The remains of two mammoths discovered in New Mexico show that humans lived in North America much earlier than thought. Credit: NPS.
Phys.org has a story about early humans in North America. It's long been thought that humans arrived in North America about 12,000 maybe 15000 years ago. There has been some spare evidence of a much earlier arrival, which was often played off as incorrect dating or just incorrect evidence. Now a team from the University of Texas at Austin has published a research that would push the date of arrive to at least 37,000 years ago! The paper appeared in the journal Frontiers in Ecology and Evolution.
About 37,000 years ago, a mother mammoth and her calf met their end at the hands of human beings.
Bones from the butchering site record how humans shaped pieces of their long bones into disposable blades to break down their carcasses, and rendered their fat over a fire. But a key detail sets this site apart from others from this era. It's in New Mexico—a place where most archaeological evidence does not place humans until tens of thousands of years later.

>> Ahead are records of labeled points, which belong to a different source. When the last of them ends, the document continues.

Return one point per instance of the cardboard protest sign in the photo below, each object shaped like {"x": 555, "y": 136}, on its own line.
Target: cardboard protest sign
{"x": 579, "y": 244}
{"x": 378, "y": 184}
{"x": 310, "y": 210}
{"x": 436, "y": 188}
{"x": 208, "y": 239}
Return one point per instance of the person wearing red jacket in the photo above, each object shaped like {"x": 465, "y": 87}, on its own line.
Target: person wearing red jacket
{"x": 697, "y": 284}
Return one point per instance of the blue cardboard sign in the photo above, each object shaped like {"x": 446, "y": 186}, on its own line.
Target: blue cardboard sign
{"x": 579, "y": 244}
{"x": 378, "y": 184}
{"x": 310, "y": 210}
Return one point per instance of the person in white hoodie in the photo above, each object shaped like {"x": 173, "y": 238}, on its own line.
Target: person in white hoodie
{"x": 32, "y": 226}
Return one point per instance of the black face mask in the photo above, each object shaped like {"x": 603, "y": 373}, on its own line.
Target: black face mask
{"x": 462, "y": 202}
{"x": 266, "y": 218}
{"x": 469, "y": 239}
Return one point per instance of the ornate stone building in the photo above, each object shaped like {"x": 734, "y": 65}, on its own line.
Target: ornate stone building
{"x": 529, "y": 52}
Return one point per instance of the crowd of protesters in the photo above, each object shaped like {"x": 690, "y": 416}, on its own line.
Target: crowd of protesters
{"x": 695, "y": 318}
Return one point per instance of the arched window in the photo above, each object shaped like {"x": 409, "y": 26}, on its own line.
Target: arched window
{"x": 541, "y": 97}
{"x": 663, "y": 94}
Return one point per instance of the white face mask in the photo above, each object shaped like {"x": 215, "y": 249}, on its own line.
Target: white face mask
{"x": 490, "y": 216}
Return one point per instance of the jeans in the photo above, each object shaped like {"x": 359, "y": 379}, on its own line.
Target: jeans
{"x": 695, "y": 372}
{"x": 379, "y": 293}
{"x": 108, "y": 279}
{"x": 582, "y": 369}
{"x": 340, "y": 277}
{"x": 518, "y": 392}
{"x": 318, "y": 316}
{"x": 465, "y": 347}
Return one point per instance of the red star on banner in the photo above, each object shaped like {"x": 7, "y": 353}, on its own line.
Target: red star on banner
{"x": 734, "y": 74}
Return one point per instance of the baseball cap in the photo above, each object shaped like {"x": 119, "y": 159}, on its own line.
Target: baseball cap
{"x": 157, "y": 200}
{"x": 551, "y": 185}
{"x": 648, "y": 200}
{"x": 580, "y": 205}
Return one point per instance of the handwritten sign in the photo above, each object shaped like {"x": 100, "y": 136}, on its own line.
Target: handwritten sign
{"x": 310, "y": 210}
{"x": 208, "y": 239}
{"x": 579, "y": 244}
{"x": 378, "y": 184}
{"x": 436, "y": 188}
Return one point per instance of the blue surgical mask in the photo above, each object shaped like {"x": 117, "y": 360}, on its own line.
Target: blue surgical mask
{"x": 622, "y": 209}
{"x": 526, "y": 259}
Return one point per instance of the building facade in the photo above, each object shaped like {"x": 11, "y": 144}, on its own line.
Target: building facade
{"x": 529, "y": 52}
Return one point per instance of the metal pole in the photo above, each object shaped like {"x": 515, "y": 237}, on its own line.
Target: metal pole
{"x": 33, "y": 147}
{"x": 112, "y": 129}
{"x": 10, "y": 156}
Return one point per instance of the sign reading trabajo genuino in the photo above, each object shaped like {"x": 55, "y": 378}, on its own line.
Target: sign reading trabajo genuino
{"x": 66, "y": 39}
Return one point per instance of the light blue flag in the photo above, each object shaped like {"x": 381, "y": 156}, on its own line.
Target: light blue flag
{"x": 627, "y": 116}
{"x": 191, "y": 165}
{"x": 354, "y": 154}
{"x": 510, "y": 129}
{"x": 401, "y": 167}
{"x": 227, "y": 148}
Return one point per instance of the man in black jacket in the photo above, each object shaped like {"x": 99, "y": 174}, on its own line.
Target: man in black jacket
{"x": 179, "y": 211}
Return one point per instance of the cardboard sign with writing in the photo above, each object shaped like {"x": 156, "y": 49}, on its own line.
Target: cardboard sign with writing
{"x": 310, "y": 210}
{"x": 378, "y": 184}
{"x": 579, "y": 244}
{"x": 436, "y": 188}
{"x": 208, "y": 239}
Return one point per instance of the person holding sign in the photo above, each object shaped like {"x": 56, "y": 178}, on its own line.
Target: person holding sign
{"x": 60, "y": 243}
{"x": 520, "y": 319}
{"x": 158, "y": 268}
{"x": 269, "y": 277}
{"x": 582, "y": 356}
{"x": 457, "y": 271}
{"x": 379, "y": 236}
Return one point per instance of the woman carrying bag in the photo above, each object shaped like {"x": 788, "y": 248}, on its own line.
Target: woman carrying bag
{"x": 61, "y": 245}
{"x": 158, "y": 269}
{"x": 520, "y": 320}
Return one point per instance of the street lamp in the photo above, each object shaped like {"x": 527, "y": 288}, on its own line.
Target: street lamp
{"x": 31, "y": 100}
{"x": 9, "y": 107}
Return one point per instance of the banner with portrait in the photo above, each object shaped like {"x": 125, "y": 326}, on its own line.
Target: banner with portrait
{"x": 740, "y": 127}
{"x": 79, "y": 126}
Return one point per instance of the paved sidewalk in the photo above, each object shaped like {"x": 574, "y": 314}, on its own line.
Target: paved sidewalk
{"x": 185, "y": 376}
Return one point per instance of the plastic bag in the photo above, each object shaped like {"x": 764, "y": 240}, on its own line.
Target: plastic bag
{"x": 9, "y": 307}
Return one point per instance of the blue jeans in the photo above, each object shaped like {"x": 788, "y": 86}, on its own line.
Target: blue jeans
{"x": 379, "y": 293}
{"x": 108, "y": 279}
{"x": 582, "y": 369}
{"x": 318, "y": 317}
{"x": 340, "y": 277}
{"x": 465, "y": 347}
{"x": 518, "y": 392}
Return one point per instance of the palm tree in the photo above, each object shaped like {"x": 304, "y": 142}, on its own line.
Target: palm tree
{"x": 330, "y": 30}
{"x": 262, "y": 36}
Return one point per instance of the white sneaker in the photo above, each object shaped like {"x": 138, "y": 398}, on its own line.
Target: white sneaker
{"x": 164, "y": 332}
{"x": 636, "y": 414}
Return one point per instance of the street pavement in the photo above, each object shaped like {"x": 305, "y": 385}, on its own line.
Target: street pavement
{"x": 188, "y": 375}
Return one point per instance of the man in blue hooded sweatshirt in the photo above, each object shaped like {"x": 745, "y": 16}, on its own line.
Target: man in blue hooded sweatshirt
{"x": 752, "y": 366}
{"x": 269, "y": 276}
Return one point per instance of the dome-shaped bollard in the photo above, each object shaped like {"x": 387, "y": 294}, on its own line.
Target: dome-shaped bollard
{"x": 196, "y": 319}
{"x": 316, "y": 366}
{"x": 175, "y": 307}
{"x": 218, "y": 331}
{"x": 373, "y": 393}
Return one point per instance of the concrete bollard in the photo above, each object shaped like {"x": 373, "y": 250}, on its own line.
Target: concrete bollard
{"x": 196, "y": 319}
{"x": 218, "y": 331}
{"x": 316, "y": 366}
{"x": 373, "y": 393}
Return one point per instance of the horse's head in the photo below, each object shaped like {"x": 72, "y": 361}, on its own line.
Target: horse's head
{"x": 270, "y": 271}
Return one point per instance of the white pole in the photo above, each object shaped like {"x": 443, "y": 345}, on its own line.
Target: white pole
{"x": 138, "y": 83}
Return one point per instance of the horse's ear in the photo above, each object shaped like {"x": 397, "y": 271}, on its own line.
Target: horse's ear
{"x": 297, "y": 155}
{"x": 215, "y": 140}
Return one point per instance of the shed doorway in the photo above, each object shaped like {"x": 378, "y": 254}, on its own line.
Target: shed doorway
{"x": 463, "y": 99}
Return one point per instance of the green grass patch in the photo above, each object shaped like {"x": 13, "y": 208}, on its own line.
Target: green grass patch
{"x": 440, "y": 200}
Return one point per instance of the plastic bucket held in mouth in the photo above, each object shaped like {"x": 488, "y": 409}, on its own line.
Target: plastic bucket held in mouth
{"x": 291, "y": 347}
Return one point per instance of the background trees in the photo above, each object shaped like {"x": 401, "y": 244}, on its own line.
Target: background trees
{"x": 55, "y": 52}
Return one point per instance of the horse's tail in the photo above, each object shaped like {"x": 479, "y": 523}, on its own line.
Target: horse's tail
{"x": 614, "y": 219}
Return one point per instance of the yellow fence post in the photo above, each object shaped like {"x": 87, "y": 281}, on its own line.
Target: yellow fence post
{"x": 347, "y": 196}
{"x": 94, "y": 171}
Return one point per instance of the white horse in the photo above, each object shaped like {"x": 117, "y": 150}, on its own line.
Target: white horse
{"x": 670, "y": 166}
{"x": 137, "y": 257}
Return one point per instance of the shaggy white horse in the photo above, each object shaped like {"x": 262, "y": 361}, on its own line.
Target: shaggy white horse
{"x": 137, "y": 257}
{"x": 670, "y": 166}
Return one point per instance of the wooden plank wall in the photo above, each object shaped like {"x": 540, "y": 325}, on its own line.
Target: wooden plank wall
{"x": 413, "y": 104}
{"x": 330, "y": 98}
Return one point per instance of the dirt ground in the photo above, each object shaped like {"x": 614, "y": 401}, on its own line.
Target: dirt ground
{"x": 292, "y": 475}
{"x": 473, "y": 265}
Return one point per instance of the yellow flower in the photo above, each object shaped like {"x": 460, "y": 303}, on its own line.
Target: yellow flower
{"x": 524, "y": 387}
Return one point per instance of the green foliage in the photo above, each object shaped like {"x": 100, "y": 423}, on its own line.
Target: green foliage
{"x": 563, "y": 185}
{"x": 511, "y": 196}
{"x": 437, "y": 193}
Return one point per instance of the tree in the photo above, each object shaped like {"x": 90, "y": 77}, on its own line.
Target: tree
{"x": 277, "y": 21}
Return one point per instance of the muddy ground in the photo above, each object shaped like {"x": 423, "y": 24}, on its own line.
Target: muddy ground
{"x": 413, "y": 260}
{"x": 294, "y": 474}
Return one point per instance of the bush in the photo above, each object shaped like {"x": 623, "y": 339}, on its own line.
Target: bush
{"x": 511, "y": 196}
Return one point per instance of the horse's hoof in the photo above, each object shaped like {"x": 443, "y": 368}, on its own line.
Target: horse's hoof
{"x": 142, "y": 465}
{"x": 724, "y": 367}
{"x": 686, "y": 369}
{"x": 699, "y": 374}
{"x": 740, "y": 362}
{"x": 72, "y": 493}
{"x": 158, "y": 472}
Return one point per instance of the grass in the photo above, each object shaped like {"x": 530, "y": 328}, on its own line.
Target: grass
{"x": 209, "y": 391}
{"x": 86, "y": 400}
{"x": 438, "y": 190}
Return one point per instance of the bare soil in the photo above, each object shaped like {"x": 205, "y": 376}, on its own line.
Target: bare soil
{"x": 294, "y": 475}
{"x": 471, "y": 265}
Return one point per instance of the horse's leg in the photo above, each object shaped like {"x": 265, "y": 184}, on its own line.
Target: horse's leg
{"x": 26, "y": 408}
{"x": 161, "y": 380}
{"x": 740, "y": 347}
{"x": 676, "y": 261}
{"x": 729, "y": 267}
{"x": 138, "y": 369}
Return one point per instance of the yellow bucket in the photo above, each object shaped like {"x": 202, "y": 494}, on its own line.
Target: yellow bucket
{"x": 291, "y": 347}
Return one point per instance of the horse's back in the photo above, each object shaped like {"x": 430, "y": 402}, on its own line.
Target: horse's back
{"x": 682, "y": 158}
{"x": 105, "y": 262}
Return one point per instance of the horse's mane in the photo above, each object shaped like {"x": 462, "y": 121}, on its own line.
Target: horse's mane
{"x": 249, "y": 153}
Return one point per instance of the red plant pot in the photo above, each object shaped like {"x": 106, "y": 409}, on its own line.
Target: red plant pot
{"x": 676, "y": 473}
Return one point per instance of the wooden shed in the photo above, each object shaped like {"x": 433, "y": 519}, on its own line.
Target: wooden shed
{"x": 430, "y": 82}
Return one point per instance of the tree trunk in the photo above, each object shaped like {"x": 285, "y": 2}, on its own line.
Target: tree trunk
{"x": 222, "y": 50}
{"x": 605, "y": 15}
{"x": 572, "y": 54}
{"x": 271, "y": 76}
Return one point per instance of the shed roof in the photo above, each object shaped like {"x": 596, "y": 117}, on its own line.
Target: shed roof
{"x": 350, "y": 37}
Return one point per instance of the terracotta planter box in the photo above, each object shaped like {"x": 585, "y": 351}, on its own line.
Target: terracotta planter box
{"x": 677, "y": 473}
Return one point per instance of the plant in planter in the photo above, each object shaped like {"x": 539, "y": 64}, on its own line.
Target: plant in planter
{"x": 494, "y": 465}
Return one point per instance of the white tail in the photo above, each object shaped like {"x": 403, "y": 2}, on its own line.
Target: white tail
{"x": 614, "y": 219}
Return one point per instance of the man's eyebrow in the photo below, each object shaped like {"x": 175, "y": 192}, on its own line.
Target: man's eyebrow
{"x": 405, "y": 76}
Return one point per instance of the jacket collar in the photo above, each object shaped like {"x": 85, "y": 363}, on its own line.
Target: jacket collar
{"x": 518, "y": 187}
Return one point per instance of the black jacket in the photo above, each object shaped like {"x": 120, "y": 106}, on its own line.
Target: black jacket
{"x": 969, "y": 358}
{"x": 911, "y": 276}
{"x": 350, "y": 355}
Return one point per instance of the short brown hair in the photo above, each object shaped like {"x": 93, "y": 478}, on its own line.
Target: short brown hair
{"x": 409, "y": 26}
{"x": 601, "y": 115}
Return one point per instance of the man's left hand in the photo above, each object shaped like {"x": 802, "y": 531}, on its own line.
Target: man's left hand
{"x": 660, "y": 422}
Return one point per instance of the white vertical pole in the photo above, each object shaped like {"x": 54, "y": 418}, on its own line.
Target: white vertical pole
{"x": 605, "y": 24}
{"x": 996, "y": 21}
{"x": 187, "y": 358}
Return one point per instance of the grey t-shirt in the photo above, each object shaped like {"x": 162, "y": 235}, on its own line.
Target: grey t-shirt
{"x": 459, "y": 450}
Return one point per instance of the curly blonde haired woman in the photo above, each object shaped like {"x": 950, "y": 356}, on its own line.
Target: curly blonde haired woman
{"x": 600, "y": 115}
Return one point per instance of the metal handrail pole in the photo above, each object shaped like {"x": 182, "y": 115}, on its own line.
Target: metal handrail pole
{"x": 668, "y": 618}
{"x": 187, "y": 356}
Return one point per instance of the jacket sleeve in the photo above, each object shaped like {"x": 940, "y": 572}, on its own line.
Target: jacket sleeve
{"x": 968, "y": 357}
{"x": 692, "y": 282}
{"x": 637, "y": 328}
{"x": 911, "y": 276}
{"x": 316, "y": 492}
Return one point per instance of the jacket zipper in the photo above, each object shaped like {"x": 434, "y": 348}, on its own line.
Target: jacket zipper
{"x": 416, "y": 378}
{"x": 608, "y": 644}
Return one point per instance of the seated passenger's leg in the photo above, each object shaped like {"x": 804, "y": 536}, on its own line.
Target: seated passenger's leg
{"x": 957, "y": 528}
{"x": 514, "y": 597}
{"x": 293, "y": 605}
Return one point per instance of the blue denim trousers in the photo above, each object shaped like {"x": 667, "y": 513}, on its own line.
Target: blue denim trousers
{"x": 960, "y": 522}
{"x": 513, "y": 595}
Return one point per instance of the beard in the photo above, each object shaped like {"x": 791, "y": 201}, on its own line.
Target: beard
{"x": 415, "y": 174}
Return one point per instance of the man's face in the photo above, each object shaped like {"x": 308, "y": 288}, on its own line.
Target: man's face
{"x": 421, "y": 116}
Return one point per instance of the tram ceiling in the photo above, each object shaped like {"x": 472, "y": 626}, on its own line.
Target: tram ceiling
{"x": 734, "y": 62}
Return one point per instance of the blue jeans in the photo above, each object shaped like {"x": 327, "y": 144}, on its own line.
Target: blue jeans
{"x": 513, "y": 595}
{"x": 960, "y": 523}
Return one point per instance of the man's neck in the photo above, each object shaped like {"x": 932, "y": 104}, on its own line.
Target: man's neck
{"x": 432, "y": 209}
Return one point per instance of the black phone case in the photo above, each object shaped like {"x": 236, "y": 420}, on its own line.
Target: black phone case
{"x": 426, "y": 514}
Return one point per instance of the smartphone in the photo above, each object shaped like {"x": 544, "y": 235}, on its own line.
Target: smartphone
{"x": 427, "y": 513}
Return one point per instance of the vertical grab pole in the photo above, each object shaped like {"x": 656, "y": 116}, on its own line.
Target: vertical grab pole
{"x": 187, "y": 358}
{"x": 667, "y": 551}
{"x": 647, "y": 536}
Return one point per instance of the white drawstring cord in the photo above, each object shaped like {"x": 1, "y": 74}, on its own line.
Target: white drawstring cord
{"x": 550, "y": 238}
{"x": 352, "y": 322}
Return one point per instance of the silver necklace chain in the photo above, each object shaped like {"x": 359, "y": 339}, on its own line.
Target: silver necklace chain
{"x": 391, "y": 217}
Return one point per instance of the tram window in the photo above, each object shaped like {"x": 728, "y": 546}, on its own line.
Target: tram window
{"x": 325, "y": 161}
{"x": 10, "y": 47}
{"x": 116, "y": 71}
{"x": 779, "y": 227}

A recent study led by scientists with The University of Texas at Austin finds that the site offers some of the most conclusive evidence for humans settling in North America much earlier than conventionally thought.
The researchers revealed a wealth of evidence rarely found in one place. It includes fossils with blunt-force fractures, bone flake knives with worn edges, and signs of controlled fire. And thanks to carbon dating analysis on collagen extracted from the mammoth bones, the site also comes with a settled age of 36,250 to 38,900 years old, making it among the oldest known sites left behind by ancient humans in North America.
"What we've got is amazing," said lead author Timothy Rowe, a paleontologist and a professor in the UT Jackson School of Geosciences. "It's not a charismatic site with a beautiful skeleton laid out on its side. It's all busted up. But that's what the story is."